When it is just LeBron James out there orchestrating the offense, the Lakers look fantastic. When it is just Luka and Austin Reaves running the show, the team operates at an incredibly high, efficient level. But when you combine all three, the spacing evaporates, the rhythm dies, and the offense clunks along to the tune of a negative 20-point net rating swing per 100 possessions. They fundamentally do not fit together.
This glaring rotational issue has led to some incredibly uncomfortable conversations among media pundits and basketball purists. To fix the staggering chemistry issues, a drastic change is required, and it might involve asking a legend to swallow his pride. Some analysts are seriously suggesting that the Lakers need to consider moving LeBron James to the bench. It sounds like absolute blasphemy to ask one of the greatest players in the history of the sport to accept a sixth-man role, but the current iteration of this team is broken. Allowing LeBron to fully control the second unit would stagger the minutes, keep the ball moving, and prevent the catastrophic clashing of playstyles that occurs when he shares the floor with Doncic. Of course, the likelihood of newly minted head coach JJ Redick—who owes much of his current position to his close podcasting relationship with LeBron—actually making that bold move is incredibly slim.

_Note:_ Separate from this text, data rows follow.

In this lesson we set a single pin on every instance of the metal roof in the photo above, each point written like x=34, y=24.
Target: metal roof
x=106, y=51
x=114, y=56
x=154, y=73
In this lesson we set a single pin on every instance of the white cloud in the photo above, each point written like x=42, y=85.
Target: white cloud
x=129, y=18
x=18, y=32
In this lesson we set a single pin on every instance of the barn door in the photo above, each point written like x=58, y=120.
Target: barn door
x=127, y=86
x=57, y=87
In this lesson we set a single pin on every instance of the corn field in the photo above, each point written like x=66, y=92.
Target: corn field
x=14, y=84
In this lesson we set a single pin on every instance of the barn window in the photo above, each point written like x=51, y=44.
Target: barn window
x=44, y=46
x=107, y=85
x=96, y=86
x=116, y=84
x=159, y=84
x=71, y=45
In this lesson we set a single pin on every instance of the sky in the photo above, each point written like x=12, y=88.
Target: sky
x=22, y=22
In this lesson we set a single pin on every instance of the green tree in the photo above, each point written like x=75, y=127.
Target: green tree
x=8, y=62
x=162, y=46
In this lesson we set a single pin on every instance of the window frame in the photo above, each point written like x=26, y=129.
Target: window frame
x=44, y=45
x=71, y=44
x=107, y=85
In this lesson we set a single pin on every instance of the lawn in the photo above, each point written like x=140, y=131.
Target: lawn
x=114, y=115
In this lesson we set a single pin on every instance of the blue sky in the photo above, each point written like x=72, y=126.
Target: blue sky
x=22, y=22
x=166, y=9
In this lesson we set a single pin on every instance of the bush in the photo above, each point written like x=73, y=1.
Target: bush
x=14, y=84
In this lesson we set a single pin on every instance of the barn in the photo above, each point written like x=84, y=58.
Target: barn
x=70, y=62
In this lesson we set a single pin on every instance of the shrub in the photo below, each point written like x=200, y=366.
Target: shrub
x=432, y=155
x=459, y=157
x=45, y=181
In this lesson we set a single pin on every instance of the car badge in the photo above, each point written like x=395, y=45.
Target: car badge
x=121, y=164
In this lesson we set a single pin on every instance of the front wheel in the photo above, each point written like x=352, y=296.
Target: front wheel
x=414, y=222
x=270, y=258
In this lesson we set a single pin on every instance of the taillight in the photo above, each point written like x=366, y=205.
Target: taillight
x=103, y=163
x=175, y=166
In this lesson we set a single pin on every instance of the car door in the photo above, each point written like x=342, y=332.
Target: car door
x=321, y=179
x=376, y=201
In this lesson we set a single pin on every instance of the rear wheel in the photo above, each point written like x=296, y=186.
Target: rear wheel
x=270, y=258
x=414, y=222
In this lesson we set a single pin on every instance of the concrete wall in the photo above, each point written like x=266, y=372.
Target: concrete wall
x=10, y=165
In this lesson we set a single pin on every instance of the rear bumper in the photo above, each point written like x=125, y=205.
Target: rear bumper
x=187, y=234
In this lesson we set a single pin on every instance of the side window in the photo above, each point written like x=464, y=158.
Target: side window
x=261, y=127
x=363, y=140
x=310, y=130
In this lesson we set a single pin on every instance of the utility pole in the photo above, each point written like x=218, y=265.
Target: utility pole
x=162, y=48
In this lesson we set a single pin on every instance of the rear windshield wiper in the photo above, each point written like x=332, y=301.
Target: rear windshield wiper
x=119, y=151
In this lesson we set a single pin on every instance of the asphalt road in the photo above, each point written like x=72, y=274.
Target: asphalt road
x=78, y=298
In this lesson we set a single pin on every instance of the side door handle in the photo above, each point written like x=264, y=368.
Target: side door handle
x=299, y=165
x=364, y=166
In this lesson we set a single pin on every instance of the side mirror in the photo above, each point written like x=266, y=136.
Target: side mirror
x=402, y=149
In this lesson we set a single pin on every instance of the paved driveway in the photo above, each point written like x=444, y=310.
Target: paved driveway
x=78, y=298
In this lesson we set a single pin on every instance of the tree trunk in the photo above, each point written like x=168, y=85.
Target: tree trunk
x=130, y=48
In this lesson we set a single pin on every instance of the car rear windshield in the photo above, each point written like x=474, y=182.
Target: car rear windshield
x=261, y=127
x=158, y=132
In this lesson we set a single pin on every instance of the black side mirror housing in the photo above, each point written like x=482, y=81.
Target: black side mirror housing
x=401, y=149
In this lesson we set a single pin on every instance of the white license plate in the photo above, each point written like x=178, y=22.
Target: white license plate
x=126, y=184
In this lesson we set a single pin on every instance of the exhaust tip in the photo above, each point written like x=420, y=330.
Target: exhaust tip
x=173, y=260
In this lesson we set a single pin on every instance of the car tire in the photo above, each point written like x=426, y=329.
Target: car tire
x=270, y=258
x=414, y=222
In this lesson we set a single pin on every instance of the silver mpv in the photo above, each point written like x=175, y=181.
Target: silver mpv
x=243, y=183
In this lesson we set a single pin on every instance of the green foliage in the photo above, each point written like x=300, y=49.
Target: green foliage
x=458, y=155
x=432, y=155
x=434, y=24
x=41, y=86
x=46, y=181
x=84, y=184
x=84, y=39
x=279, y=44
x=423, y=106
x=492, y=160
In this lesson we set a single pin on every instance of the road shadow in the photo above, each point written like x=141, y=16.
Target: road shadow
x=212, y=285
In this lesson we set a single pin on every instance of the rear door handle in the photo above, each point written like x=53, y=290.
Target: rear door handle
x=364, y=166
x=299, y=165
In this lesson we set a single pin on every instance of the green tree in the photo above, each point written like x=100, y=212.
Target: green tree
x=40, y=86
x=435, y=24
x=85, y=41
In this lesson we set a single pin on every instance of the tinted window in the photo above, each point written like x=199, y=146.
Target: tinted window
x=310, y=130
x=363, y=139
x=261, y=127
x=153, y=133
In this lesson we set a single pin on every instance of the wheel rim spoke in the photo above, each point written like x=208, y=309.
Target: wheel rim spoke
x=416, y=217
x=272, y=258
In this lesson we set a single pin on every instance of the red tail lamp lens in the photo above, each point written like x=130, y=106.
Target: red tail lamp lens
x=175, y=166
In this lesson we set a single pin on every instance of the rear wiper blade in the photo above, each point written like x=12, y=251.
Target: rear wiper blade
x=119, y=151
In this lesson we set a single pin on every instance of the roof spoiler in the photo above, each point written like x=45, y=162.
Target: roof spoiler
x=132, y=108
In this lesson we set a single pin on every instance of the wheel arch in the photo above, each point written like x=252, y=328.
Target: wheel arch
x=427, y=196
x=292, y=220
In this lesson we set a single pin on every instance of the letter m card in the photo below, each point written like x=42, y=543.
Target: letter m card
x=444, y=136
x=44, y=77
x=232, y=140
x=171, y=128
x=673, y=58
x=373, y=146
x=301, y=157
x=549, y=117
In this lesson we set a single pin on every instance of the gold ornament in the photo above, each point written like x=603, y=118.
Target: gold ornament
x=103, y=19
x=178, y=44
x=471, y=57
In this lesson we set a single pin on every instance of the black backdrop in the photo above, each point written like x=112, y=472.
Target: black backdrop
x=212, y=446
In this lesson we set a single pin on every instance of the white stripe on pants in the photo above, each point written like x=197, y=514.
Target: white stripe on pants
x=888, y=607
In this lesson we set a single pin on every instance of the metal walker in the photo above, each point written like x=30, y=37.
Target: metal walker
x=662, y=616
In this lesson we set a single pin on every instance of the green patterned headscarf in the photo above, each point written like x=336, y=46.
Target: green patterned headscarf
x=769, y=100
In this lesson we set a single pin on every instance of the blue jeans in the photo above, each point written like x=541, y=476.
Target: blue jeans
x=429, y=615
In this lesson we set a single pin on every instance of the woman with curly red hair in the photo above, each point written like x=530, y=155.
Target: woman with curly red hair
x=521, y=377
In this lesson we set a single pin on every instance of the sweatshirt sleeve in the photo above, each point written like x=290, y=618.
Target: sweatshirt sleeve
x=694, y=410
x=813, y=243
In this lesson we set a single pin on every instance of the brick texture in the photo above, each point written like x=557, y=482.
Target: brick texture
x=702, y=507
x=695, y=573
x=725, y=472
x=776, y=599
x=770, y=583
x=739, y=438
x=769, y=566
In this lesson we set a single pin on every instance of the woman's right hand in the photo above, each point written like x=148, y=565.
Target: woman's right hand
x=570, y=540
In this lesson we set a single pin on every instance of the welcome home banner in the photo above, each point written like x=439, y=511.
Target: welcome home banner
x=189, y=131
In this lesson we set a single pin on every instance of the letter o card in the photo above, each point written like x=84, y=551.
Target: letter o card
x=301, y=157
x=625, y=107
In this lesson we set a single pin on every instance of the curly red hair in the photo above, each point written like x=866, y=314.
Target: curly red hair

The Los Angeles Lakers are currently trapped in a prison of their own making. They chased the shiny, high-scoring superstar without deeply analyzing how his specific brand of basketball would fit into their existing ecosystem. Now, they are left with a stagnant offense, a frustrated locker room, and a twenty-seven-year-old franchise player who looks physically exhausted. The trade that was supposed to extend the Lakers’ championship window might have actually slammed it shut permanently. Unless Luka Doncic makes a dramatic philosophical shift in how he approaches the game of basketball—both physically and mentally—the grand Los Angeles experiment is destined to end in a bitter, highly publicized failure.